Bild: „Unsere Regeln, unsere Tradition“. Patriotische Jacke auf einer Ableg…
Wir müssen reden. Politiker nicht nur aus der Union plädieren für einen
Dialog mit den verbissen Schweigenden, die da an jedem Montag ihre Furcht
vor dem Islamismus in Dresden kundtun. Zugleich zeigen sich Beobachter von
der Tatsache irritiert, dass eine offenkundig fremdenfeindliche Furcht dort
auflebt, wo es an Fremden mangelt. Denn lediglich 2,2 Prozent aller Sachsen
sind keine Deutschen.
Doch diese Erkenntnis ist nicht überraschend. So wenig es jüdischen Lebens
für einen manifesten Antisemitismus bedarf, so unnötig sind Muslime für
Ressentiments gegen Muslime. Ja, es scheint fast, dass die Abwesenheit des
vermeintlich Bösen die Erzeugung dieses Feindbildes noch begünstigt.
Etwa jeder fünfte Deutsche gilt nach einer Studie für den Deutschen
Bundestag als latent oder manifest antisemitisch. Sie oder er hängt der
irrationalen Vorstellung an, nach der Juden in welcher Form auch immer eine
Bedrohung, ein Ärgernis oder ein Problem darstellen. Nun ist das Äußern
antisemitischer Stereotype aus gutem Grund in der Bundesrepublik geächtet.
Für antiislamische Vorstellungen gilt dieses Tabu dagegen nicht. Es spricht
daher einiges dafür, dass die Zahl der Muslimhasser die der Antisemiten
übersteigt. Darauf weisen auch Umfragen hin, in denen rund die Hälfte der
Bevölkerung Verständnis für die Pegida-Proteste äußert.
Selbstverständlich verbieten sich Analogien zwischen dem
nationalsozialistischen Regime vor 70 Jahren und einigen Tausend Dresdner
Demonstranten heute. Das hieße nicht nur, die Opfer der NS-Massenmörder
politisch zu instrumentalisieren, sondern auch, der Pegida-Bewegung eine
Bedeutung zuzumessen, die sie glücklicherweise nicht besitzt. Allerdings
lassen sich zwischen den Dresdner „Wutbürgern“ und antisemitisch geprägten
Bewegungen in der Weimarer Politik durchaus Parallelen finden.
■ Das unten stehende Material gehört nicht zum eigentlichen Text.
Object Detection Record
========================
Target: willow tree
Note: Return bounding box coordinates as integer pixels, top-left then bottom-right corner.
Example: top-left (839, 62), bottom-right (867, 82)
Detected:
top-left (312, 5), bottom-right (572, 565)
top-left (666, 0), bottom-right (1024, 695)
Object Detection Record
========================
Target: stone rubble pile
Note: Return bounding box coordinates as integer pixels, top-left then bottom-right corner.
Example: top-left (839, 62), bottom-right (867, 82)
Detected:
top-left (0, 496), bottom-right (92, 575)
## Der tiefe Glaube an etwas Irrationales
Beide projizieren ihre offenbaren Ängste vor Veränderungen in die Furcht
vor einem vermeintlich allmächtigen Gegner. Das Ergebnis dieser Projektion
ist der tiefe Glaube an etwas Irrationales. Anders ausgedrückt: Es ist
natürlich Blödsinn, dass Islamisten demnächst in Dresdner Wohnstuben
eindringen, genauso wie es absoluter Schwachsinn war (und ist), Juden eine
Weltverschwörung anzudichten. Dennoch existiert ein solcher Glaube.
Beide Gruppen entstammen dem Kleinbürgertum, in dem Abstiegsängste
besonders ausgeprägt sind. Tatsächlich ist die Furcht vor Arbeitslosigkeit
und Pauperisierung unter diesem nicht unbegründet. Die Kriminalität an der
Grenze zu Polen wird von vielen dort Ansässigen als Problem empfunden.
Unsinnig sind allerdings die Schlussfolgerungen, die einige der Betroffenen
daraus ziehen.
Beide Bewegungen zeichnet ferner die Ablehnung bestehender „etablierter“
Parteien, demokratischer Prozesse und der Medien aus, die als
„Systempresse“ verunglimpft wird. Pegida lehnt eine Debatte über ihre Ziele
ausdrücklich ab.
Nun hieße es, ein irreales Bedrohungsszenario zu eröffnen, würde man nicht
auf die eklatanten Unterschiede zwischen den judenfeindlichen Bewegungen
einst und den Muslimhassern heute hinweisen.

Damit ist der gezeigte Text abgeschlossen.